By MARTIN JOHNSTON health reporter
Auckland health chiefs have been accused of going on a "witch-hunt" that threatens doctors' rights to speak out on patient safety.
The senior doctors' union says it has started personal grievance cases for two Auckland City Hospital doctors who were disciplined over their media statements. A third is being called to account today.
The Herald understands that intensive care specialists Dr Les Galler and Dr Gill Hood were given formal warnings over their assertions, on a Sunday television current affairs programme in April, of ill-preparedness for Sars (severe acute respiratory syndrome).
It is further understood that the doctor being called before management today is the head of orthopaedic trauma, Bruce Twaddle, over fears he expressed in the Herald and repeated on television about the reduction in bed numbers at the new hospital.
Dr Hood and Dr Galler declined to comment yesterday and Mr Twaddle could not be contacted.
Ian Powell, executive director of the Association of Salaried Medical Specialists, said senior doctors were entitled to speak publicly about standards of care for patients in their areas of expertise.

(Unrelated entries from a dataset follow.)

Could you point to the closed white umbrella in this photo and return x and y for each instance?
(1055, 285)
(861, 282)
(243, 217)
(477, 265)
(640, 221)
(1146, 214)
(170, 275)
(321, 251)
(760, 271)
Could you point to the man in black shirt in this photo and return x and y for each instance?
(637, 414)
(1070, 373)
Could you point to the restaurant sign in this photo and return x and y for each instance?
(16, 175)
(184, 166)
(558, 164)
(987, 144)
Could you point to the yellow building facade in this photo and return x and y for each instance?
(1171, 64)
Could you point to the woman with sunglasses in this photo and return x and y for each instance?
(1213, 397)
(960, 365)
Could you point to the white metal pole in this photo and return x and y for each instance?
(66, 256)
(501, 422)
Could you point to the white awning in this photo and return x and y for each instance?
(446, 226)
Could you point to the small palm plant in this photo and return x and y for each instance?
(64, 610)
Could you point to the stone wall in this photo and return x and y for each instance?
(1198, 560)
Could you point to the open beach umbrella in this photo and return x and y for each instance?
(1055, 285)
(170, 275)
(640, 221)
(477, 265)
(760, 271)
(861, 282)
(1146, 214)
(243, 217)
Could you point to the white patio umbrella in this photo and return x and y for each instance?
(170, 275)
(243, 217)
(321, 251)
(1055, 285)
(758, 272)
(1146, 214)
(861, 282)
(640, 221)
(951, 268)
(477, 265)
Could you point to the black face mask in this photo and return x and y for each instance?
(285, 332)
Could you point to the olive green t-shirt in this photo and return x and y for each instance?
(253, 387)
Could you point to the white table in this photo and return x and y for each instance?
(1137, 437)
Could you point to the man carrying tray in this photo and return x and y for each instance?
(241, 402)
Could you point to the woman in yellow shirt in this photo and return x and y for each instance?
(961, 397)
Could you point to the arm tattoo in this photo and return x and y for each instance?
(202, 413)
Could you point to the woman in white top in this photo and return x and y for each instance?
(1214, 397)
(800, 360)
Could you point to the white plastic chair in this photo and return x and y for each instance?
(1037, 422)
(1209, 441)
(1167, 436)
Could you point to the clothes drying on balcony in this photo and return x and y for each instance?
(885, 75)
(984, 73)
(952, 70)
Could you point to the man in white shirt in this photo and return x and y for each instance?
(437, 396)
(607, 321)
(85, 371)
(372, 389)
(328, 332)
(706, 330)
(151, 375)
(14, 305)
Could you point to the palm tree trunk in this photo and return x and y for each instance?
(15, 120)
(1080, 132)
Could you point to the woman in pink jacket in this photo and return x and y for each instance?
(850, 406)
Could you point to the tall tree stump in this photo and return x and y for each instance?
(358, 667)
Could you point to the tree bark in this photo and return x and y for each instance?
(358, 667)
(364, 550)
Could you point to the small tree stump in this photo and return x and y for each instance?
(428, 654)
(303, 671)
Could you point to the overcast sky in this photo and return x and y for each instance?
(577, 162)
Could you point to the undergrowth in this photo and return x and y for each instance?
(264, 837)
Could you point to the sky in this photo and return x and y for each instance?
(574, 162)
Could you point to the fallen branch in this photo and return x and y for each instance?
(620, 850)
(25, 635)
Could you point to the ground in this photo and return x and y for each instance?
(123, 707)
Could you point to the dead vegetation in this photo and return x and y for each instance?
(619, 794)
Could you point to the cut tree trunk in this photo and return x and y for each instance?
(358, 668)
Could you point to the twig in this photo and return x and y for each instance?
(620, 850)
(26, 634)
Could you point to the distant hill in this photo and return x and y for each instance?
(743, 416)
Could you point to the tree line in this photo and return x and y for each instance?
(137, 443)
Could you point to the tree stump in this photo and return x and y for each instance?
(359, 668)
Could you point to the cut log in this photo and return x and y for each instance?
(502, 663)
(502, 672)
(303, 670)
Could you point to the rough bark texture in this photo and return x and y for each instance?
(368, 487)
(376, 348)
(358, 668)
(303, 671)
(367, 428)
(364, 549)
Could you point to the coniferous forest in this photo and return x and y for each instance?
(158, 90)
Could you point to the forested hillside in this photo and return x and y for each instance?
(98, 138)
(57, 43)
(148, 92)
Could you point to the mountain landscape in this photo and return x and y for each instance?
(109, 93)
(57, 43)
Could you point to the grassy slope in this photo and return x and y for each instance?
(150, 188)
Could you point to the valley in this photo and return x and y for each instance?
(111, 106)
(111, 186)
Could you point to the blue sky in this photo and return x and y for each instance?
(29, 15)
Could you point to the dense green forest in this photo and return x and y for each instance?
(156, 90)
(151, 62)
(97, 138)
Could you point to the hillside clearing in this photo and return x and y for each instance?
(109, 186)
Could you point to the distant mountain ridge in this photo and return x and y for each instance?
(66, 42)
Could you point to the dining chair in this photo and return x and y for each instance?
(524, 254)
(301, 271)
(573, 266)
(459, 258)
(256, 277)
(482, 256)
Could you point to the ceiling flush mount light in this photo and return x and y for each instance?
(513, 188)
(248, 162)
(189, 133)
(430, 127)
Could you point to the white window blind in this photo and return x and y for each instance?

"The collective contracts explicitly provide for that right and that where there is a difference between responsibility to one's patients and to one's employer, the responsibility to patients prevails.
"The Auckland District Health Board is eroding these principles. It's behaving in a narrow, rigid and punitive manner that has all the elements, whether intended or not, of intimidation or bullying. It amounts to a witch-hunt."
Yesterday, Mr Powell said the union wanted to "develop a new collaborative culture" with the board. He had appealed to interim chief executive Garry Smith to intervene to protect doctors' right to speak out.
The board's communications manager, Megan Richards, declined to respond to Mr Powell's comments, saying that to do so would breach the privacy of employees.
"But there's no witch-hunt."
Mr Twaddle's comments that upset managers were published on October 3, the day before the new hospital opened.
He said his service was being reduced to 50 beds, from 54, despite caring for 70 patients. The extras would be put in non-orthopaedic wards, which was not ideal.
"The restriction of resources that we will continue to face compromises the care we can give to our patients," he said.
Mr Twaddle has previously criticised what he considers insufficient orthopaedic resources. But tensions between him and the board go back to a Sunday programme last year when the chairman ridiculed him during an attack on doctors, for which he later apologised.
After the show, Mr Twaddle told the Herald that alienating staff was counter-productive and Mr Brown should be fired.
On Sars, the television interviews with Dr Hood and Dr Galler canvassed concerns about extractor fans and training.
The board denounced the programme as "reprehensible" and said that special fans were on the way and Sars training was nearly complete.